Advertisement

Federal Regulators Reviewing Security at Nuclear Power Plants

Share
TIMES ENVIRONMENTAL WRITER

Federal nuclear regulators said Friday that they will review anti-terrorist safeguards at the nation’s 103 commercial nuclear plants.

Even before the Sept. 11 attacks on the World Trade Center and the Pentagon, security procedures at many nuclear power plants had been criticized as seriously inadequate by government inspectors.

On Friday, Nuclear Regulatory Commission officials said they were revisiting a range of security issues, not the least of which is the vulnerability of nuclear facilities to airplane crashes.
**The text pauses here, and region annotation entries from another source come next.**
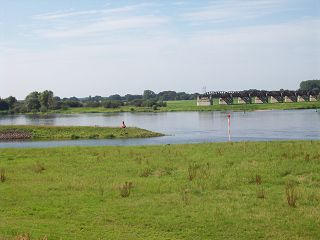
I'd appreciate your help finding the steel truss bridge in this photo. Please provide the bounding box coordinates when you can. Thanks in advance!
[198,89,320,104]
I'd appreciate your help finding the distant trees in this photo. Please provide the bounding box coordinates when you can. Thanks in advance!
[143,90,157,99]
[25,91,41,112]
[300,80,320,90]
[0,90,197,113]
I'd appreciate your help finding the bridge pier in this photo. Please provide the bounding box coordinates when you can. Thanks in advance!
[254,96,268,104]
[238,97,251,104]
[219,97,233,105]
[197,96,212,106]
[270,96,283,103]
[297,95,309,102]
[309,95,318,102]
[284,96,297,102]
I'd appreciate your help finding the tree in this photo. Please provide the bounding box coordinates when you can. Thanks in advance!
[38,90,53,110]
[300,80,320,90]
[25,91,41,112]
[5,96,17,109]
[143,90,157,99]
[108,94,121,101]
[0,98,9,111]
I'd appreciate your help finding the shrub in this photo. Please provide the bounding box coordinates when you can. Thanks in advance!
[119,182,132,197]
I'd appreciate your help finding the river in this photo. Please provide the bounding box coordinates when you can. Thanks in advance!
[0,110,320,148]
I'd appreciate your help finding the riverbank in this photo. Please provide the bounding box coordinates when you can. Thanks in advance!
[0,125,162,140]
[54,100,320,114]
[0,141,320,239]
[0,100,320,115]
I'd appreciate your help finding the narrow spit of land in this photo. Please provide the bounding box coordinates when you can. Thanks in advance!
[0,141,320,240]
[0,125,162,140]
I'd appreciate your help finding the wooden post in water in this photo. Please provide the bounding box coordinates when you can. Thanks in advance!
[228,113,231,142]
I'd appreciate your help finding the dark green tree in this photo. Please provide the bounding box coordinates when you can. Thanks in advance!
[39,90,53,111]
[5,96,17,109]
[25,91,41,112]
[143,90,157,99]
[300,80,320,90]
[0,98,9,111]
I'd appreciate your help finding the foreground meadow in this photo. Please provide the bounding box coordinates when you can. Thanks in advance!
[0,141,320,239]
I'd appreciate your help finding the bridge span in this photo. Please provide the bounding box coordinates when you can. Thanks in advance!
[197,89,320,106]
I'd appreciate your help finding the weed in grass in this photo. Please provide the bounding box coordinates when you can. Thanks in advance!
[71,134,80,140]
[13,233,48,240]
[139,168,152,177]
[106,133,116,139]
[188,163,199,181]
[119,182,132,197]
[0,169,6,182]
[256,174,262,185]
[280,170,291,177]
[217,148,223,156]
[249,174,262,185]
[257,187,266,199]
[33,162,46,173]
[286,181,298,207]
[89,134,99,139]
[304,153,310,162]
[181,188,191,205]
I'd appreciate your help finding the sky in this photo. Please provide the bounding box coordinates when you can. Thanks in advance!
[0,0,320,99]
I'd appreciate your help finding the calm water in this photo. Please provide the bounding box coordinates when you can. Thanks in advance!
[0,110,320,148]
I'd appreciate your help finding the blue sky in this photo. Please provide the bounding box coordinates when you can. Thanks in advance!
[0,0,320,99]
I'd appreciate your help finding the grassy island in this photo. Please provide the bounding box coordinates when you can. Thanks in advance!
[0,141,320,240]
[0,125,162,140]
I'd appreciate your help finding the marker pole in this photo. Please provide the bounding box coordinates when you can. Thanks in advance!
[228,113,231,142]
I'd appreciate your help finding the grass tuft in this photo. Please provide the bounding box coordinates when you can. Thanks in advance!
[33,162,46,173]
[139,168,152,177]
[286,181,298,207]
[188,163,200,181]
[119,182,132,197]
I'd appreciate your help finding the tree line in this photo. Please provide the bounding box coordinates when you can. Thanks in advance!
[0,90,199,113]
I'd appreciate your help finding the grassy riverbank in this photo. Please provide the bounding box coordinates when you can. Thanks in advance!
[0,125,161,140]
[0,141,320,240]
[49,100,320,113]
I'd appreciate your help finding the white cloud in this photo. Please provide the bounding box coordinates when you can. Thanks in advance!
[38,16,167,38]
[33,3,168,38]
[0,19,320,98]
[181,0,283,23]
[32,6,137,20]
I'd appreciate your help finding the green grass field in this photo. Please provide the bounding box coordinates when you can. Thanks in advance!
[0,141,320,240]
[0,125,162,140]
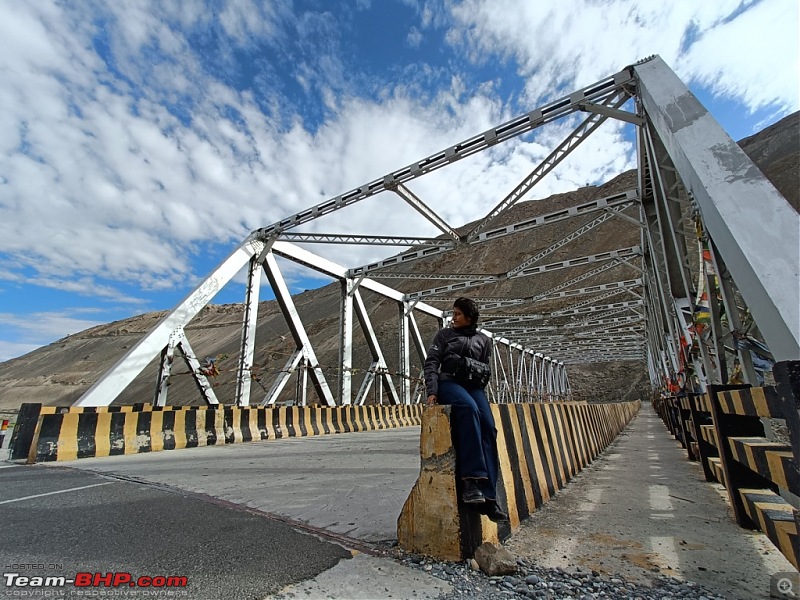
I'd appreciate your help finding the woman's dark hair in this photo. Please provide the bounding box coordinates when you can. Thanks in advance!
[453,296,481,325]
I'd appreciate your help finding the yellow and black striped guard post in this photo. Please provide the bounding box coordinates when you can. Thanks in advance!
[397,401,641,561]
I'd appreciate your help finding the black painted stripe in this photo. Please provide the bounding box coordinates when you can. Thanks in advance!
[222,408,236,444]
[161,411,175,450]
[530,405,556,498]
[134,411,153,453]
[549,404,573,483]
[562,404,586,473]
[256,406,271,440]
[239,406,252,442]
[36,413,64,462]
[77,412,97,458]
[498,404,528,521]
[184,409,201,448]
[515,404,544,508]
[205,407,217,446]
[270,406,286,440]
[108,412,126,456]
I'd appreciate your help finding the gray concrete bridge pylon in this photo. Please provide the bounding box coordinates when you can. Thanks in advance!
[75,56,800,406]
[36,404,792,600]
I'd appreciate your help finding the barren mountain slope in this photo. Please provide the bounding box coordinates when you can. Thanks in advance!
[0,113,800,409]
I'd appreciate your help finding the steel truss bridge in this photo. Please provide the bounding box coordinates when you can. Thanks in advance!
[76,56,800,406]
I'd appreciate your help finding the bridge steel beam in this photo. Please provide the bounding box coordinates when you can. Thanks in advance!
[633,57,800,361]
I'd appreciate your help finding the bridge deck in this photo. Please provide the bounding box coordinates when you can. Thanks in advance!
[507,404,795,599]
[21,404,793,598]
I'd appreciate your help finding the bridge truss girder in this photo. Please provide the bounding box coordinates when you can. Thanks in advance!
[76,57,800,406]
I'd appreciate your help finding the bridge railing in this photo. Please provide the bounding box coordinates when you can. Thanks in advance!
[654,361,800,568]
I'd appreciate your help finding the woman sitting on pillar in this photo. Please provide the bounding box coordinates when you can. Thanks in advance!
[425,298,508,521]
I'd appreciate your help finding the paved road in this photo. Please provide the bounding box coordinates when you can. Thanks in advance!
[0,427,450,600]
[0,465,351,600]
[51,427,419,544]
[508,404,794,600]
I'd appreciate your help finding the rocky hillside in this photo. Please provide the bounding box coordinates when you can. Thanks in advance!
[0,113,800,409]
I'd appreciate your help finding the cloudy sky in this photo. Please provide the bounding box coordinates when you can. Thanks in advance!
[0,0,800,361]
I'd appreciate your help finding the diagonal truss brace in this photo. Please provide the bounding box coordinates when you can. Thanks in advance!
[251,68,632,239]
[466,90,630,242]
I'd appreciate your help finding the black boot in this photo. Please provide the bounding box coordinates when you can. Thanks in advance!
[461,479,486,504]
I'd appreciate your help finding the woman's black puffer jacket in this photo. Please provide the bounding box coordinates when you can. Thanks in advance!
[425,325,492,396]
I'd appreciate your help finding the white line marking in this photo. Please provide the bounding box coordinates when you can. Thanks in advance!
[0,481,116,504]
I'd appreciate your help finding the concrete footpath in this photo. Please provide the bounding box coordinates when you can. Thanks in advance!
[506,404,796,600]
[33,404,796,600]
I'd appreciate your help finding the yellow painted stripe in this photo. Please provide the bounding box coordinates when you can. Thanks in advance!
[508,406,536,516]
[750,388,777,417]
[122,413,139,454]
[491,404,522,529]
[173,413,187,450]
[94,412,112,456]
[275,406,289,438]
[56,413,80,460]
[544,404,567,489]
[534,404,564,491]
[524,405,550,512]
[150,411,164,452]
[555,403,578,478]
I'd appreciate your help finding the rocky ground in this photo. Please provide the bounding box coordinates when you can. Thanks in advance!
[403,556,724,600]
[0,113,800,411]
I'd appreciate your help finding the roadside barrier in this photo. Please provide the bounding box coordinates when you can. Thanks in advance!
[658,361,800,568]
[397,401,641,561]
[11,404,422,463]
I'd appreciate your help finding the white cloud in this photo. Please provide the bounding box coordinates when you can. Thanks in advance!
[0,0,797,332]
[440,0,799,112]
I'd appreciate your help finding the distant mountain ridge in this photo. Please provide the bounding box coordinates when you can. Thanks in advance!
[0,112,800,409]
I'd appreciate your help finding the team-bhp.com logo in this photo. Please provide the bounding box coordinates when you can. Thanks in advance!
[3,572,189,589]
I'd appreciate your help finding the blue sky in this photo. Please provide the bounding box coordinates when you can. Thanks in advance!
[0,0,800,361]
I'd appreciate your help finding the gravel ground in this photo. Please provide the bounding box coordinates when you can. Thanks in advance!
[400,555,724,600]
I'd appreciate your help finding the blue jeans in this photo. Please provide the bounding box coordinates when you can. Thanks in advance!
[437,381,500,499]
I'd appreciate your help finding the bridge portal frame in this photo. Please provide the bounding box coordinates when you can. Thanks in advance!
[70,57,800,406]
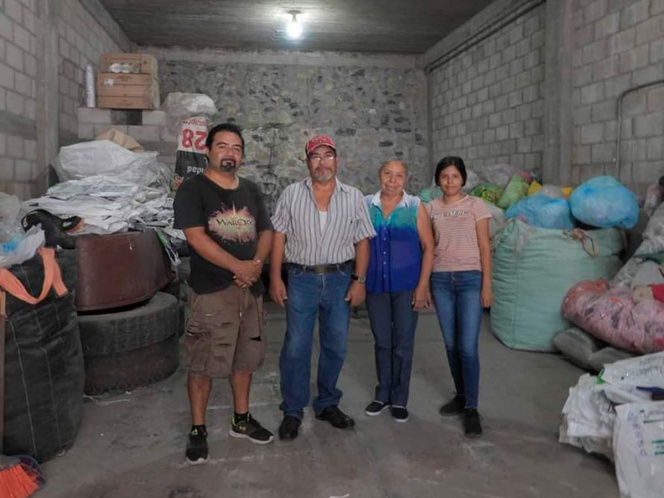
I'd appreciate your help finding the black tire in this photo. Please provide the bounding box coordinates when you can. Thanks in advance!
[83,334,179,395]
[178,301,187,337]
[78,292,180,358]
[178,256,191,283]
[161,276,182,301]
The NRC acknowledged that nuclear plants were not built to withstand the impact of aircraft such as Boeing 757s and 767s, and that “detailed engineering analyses of a large airliner crash have not yet been performed,” according to a news release.

Advertisement

“Given the situation has changed in ways no one could have predicted--no one had envisioned airliners being used like kamikaze bombers--it does raise questions that had not been seriously looked at before,” William Beecher, the NRC’s director of public affairs, said Friday evening.

The NRC’s statements did little to reassure critics who have said for several years that federal regulators were not doing enough to protect plants against terrorist attacks from the ground.
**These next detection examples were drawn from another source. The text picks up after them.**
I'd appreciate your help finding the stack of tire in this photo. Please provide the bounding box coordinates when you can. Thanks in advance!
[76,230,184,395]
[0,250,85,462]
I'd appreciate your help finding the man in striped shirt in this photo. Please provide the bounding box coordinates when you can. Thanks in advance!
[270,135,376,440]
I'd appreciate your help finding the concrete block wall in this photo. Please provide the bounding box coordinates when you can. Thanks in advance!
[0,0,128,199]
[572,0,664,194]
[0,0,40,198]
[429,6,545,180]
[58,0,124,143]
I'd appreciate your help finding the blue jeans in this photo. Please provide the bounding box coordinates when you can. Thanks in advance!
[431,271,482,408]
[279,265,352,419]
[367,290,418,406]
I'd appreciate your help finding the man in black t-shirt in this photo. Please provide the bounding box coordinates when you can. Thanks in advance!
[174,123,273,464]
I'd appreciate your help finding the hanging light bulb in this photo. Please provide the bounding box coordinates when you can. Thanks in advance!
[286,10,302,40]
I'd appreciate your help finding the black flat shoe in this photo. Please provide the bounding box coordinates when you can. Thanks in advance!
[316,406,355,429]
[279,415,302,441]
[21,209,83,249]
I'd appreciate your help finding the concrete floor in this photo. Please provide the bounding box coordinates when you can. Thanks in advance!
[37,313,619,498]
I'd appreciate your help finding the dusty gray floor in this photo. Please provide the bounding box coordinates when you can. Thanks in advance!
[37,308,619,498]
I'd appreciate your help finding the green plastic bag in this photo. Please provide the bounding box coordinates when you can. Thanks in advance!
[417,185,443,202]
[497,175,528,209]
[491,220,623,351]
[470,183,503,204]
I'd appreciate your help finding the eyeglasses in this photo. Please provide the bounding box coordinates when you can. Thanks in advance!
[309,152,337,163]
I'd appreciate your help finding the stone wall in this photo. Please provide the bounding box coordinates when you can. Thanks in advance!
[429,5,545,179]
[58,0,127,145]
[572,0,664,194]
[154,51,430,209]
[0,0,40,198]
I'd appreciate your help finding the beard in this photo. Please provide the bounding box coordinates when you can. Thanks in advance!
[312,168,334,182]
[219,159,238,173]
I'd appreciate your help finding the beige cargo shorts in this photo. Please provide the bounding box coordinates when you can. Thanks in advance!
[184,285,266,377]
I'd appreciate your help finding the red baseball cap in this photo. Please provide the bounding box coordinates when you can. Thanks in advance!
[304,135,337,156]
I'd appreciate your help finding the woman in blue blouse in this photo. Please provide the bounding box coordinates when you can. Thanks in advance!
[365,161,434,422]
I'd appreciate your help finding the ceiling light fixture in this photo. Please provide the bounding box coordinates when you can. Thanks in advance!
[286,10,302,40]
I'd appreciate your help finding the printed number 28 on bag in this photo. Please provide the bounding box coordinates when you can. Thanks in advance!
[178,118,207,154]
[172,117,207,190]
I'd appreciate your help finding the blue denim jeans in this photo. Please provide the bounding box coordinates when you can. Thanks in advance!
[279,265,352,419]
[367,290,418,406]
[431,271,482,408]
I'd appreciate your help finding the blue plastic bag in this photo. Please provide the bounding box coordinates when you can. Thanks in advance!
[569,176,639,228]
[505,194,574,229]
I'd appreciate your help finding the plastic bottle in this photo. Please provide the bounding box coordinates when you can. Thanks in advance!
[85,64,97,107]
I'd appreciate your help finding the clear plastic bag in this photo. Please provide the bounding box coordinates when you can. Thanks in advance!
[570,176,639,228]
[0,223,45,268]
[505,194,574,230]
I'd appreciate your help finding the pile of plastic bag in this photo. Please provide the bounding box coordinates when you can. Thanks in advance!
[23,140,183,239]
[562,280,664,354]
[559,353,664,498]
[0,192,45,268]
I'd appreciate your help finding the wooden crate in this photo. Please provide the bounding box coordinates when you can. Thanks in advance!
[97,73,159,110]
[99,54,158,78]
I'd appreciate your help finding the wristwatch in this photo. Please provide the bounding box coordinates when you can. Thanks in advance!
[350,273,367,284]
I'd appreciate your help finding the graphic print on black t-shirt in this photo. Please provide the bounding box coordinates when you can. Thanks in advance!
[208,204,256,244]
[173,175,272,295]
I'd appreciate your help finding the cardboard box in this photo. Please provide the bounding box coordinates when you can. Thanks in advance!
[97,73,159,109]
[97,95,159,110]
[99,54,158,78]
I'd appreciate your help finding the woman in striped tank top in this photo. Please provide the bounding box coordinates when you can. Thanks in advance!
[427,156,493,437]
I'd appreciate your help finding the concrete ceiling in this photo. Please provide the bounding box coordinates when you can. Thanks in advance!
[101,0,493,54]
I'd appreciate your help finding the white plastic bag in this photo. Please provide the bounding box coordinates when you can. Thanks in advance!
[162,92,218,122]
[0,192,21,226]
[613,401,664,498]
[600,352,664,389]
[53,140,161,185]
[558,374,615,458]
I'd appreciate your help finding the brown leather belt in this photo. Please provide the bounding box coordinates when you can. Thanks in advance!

David Orrik, director of the NRC’s Operational Safeguards Response Evaluation program, said Friday that from 1991 to 2000, anti-terrorist exercises showed “a potential vulnerability” at nearly 50% of the 68 plants tested. In simulated sabotage exercises, government employees or contractors attempt to breach plant security and get close to the reactor core. Severe damage to a core could allow the release of enough radiation to endanger the public.
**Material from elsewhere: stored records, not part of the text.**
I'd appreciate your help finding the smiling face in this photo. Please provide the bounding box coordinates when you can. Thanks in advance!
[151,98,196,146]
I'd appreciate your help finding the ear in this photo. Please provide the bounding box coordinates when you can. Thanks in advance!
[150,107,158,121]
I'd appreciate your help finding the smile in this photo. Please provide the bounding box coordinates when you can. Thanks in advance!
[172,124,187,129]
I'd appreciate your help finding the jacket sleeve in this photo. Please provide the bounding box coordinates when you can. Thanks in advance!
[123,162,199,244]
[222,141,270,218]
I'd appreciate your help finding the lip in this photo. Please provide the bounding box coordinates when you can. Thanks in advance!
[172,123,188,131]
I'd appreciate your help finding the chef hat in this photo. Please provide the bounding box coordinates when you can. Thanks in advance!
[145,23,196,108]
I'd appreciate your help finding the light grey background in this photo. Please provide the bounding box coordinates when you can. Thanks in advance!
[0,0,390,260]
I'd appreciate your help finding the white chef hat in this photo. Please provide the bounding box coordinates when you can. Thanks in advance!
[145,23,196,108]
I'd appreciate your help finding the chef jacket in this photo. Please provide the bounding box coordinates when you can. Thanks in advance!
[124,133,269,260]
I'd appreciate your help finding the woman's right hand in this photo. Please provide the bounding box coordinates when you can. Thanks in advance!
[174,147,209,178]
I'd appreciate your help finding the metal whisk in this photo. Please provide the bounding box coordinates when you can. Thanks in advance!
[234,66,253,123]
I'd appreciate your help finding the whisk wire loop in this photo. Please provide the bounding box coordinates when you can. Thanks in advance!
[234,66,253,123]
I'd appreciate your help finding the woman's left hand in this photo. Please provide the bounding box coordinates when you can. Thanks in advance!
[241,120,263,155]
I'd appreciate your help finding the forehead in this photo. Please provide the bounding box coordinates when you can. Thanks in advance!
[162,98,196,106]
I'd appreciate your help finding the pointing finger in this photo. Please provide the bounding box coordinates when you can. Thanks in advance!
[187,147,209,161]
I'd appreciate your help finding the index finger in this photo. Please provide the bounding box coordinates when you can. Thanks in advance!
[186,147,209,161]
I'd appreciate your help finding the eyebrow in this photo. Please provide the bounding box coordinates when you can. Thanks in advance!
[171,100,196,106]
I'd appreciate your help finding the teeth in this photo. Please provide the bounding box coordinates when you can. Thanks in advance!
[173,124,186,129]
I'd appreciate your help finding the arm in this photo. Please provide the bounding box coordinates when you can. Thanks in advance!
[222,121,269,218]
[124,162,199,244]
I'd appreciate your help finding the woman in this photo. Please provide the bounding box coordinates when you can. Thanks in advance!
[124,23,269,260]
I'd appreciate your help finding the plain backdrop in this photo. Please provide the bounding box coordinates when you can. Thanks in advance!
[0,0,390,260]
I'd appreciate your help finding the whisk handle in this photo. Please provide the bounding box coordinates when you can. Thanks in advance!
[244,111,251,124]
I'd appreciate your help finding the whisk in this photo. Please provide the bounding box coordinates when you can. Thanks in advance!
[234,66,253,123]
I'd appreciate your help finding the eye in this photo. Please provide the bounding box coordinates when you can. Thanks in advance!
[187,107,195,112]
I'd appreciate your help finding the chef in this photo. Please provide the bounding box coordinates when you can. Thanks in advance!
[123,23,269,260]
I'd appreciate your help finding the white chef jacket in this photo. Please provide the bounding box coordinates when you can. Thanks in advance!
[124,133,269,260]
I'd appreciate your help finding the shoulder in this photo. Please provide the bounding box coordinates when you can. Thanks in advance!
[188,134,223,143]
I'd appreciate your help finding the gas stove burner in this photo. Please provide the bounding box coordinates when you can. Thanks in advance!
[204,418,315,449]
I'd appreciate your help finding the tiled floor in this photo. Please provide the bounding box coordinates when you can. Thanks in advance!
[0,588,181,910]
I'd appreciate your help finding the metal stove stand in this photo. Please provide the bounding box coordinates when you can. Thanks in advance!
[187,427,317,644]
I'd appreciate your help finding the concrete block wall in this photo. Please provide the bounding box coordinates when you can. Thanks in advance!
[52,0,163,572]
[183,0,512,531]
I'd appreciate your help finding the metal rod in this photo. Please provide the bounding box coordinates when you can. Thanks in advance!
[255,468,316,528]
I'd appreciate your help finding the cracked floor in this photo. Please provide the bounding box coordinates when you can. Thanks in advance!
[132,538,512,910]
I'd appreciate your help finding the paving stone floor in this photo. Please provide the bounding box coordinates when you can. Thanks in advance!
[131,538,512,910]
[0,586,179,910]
A self-policing program by the nuclear power industry is scheduled to start this fall, in which plant operators themselves would test their facilities for anti-terrorist readiness, with NRC officials reviewing results.

The NRC in July approved the one-year pilot of the so-called Safeguards Performance Assessment Program. During the pilot period, the agency insists that it will continue to do its own security testing. It plans to conduct exercises at only six plants this year, however, instead of the usual eight.

An industry spokesman defended the pilot program, saying that testing would occur every three years, compared to every eight years for the current NRC-run operation. Federal regulators would still review results, said Steve Kerekes, spokesman for the Nuclear Energy Institute, a policy organization for nuclear plant owners and operators.

Advertisement

Since Sept. 11, environmental groups that monitor the safety of nuclear power plants have renewed criticism of NRC plans to give the industry more responsibility for testing plant security.

“It’s shocking that [NRC officials] continue to stick their heads in the sand at a time like this,” said Dan Hirsch, president of the Committee to Bridge the Gap, a nuclear watchdog group based in Los Angeles.

“There’s not the slightest indication that they’re taking this situation seriously and implementing appropriate measures,” said Hirsch, who believes the commission should recommend that the nation’s governors call out the National Guard to protect plants and institute other urgent safeguards, such as fresh background checks on plant employees.

Meanwhile, NRC officials reversed earlier assurances that plants could withstand the crash of a jumbo jet.

Spokesmen for both the commission and two Western U.S. nuclear facilities had said Sept. 11 that domestic plants were built to withstand the impact of a Boeing 747. But officials said Friday that is simply untrue.

The San Onofre Nuclear Generating Station, the nuclear complex closest to Los Angeles, “is not designed for plane crashes,” said Ray Golden, spokesman for Southern California Edison, which operates the plant.

Advertisement

“We’re not on any of the flight paths, so that was not considered a credible threat,” Golden said Friday.

Since the attacks in New York and Washington, concern about nuclear plant safety has mounted among nuclear critics and some elected officials.

In New England, Vermont Gov. Howard Dean and Rep. Edward J. Markey (D-Mass.) on Thursday wrote NRC Chairman Richard A. Meserve with concerns about anti-terrorist protections.

Dean called for reassessing security at the Vermont Yankee nuclear plant on the Connecticut River near Brattleboro, which, he reported, was cited for security lapses in 1998 and again early this year. Even though he has been told these deficiencies have been corrected, Dean wrote, “I would like the confidence that an overall review of Vermont Yankee security and security culture has been undertaken.”

Markey’s letter is more wide-ranging, raising such questions as why the NRC only recommended Sept. 11 that plants nationwide go to their highest state of readiness, rather than issuing an outright order.

The congressman also questions the pending changes in the way the NRC tests the readiness of commercial plants to withstand terrorist attacks.

Advertisement

The self-policing program “lowers standards, it lowers costs and it increases profitability of shareholders,” Markey said.